こんなとき、ふと思う。

もし、今あたしがここで事切れたとしても
最後に僚の温もりを感じられたなら、幸せだと。



ひたひたと春の訪れを感じつつある、しかしまだ冬の名残が残る季節に、今日もまたあたしたちはいつもの場所で、いつものように肌を合わせていた。

その‘いつも‘ならベッドから見えるはずの月も、閉め切られたカーテンのおかげで今日は見ることができない。
カーテン一枚を隔てただけで外の喧騒が少しばかり遠のいたように感じるのは、不思議だ。

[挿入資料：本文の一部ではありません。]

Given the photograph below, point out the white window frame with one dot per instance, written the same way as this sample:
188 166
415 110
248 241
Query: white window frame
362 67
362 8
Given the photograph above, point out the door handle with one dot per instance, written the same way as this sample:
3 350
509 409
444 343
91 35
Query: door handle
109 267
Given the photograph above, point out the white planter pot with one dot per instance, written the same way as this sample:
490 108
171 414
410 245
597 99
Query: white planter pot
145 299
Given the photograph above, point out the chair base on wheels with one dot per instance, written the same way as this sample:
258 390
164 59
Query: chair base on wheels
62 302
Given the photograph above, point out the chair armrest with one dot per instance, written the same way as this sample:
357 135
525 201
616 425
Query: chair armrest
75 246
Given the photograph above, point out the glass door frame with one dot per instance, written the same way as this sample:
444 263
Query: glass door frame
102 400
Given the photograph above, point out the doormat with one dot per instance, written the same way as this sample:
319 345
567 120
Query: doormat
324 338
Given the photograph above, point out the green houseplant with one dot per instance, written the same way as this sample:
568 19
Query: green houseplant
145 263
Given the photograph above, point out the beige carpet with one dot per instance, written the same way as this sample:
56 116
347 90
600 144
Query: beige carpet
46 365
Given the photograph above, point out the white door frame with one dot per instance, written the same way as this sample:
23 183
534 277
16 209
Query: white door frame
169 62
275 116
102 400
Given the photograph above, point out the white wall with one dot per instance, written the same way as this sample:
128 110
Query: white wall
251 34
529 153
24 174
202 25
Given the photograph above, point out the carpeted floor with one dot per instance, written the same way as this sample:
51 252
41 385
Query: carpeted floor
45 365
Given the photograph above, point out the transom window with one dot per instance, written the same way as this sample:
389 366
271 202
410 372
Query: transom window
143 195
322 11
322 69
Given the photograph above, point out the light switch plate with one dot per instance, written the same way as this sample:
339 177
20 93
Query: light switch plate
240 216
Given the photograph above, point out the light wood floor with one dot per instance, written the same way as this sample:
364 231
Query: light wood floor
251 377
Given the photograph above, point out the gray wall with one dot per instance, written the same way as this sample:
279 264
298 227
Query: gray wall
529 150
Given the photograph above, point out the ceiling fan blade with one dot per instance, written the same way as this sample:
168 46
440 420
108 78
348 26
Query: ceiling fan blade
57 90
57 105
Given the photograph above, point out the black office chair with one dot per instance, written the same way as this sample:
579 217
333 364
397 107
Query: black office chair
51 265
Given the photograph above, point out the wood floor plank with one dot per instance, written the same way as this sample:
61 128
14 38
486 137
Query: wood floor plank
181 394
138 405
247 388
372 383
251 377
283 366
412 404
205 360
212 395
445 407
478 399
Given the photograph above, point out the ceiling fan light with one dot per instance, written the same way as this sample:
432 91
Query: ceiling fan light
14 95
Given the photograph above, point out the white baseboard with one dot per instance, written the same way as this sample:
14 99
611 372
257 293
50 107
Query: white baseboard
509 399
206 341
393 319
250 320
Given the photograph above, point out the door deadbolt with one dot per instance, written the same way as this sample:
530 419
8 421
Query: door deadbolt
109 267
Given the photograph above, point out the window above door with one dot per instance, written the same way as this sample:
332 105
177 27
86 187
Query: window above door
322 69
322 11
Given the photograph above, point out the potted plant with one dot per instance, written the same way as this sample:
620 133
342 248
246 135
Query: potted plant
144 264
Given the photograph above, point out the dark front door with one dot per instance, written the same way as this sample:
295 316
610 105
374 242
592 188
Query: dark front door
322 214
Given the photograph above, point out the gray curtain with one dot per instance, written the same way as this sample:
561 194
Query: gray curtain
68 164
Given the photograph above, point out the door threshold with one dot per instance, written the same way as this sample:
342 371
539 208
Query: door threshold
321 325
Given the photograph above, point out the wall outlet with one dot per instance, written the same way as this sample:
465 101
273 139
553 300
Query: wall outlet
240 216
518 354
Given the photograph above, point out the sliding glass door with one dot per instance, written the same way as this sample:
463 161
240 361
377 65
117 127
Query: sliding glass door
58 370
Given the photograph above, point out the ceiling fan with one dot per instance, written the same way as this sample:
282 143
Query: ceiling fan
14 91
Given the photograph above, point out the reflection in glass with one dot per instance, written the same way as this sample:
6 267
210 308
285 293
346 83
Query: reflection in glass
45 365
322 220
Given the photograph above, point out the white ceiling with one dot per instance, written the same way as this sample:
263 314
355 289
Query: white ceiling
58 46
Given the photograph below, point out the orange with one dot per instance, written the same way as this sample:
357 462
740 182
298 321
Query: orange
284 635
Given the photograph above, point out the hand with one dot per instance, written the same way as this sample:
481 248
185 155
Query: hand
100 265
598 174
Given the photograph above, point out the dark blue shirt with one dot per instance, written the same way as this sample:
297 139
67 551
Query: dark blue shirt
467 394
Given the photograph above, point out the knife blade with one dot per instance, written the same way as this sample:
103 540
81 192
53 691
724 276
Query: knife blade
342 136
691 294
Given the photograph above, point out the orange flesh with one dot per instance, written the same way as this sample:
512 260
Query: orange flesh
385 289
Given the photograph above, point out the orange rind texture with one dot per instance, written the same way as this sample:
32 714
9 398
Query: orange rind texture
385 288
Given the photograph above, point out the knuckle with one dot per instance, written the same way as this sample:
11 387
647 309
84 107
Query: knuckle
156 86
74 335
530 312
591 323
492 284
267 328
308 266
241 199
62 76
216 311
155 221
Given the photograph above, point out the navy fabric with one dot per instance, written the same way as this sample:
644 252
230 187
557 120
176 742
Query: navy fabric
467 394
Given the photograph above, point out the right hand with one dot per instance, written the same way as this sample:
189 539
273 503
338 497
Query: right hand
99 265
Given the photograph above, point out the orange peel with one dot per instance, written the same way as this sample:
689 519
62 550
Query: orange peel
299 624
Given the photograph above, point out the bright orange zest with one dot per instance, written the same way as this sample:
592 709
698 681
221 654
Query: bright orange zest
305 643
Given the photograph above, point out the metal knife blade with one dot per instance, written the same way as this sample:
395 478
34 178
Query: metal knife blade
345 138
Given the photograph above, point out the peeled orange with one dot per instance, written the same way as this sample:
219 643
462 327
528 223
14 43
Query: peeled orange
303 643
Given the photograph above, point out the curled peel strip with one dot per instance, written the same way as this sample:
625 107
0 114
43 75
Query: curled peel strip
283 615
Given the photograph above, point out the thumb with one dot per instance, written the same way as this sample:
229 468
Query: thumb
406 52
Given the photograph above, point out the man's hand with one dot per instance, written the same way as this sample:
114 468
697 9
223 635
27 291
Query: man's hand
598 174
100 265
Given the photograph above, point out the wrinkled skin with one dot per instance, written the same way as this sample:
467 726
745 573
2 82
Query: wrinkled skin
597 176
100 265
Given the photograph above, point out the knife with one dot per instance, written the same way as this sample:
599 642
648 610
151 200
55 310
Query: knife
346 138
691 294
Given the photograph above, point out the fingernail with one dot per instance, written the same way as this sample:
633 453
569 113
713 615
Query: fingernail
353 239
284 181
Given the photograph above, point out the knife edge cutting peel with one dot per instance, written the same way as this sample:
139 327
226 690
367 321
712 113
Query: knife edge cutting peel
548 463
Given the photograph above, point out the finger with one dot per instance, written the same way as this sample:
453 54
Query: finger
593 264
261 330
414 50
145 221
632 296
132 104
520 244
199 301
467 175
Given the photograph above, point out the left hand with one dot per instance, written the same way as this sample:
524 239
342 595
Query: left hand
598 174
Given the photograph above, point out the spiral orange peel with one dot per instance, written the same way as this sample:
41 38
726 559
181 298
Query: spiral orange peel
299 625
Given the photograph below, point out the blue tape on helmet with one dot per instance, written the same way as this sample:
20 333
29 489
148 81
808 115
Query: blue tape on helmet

僅かな光の中、今のあたし達に聞こえるのは、互いの息遣いと、衣擦れの音だけ。


「僚は、さ」
「ん?」
「どんな最期を迎えたい?」

この男にこの質問、普段のあたしなら決してしないだろう。

「んだよ、縁起でもねぇな」
「教えてよ」

とはいえ純粋に興味があった。僚の最期の場面に、ちゃんとあたしが存在しているのか。

「・・・どうでもいいだろ、そんな事」
「よくない。」
「おまぁな」
「あたしは、僚の胸の中で最期を迎えたい」
「おい」
「だから、あたしより先に死ぬんじゃないわよ」

わかったわね、と言った所で鼻の奥がツンとして、堪らず目を閉じた。

僚を困らせていることは、分かっている。
これはただの、思いつきの我が儘だ。



「みすみす死なせるかっての」

ゆっくりと包まれる感覚。僚の息遣いが、よりいっそう近くなる。

「お前を残して俺が先に死ぬこともない」
「そう」
「まあ、何が起こるか分からん世界だからな、絶対はないが」



ああ、やはり。

あたしはまたこう思うのだ。

いつまでもこの熱に抱かれていたいと。

匂いを、息遣いを、感触を、感じていたいと。


一人の男がもたらす幸福に、包まれていたいのだと。

これもただの、我が儘。



どこまでもこの男に甘やかされて、あたしは生きている。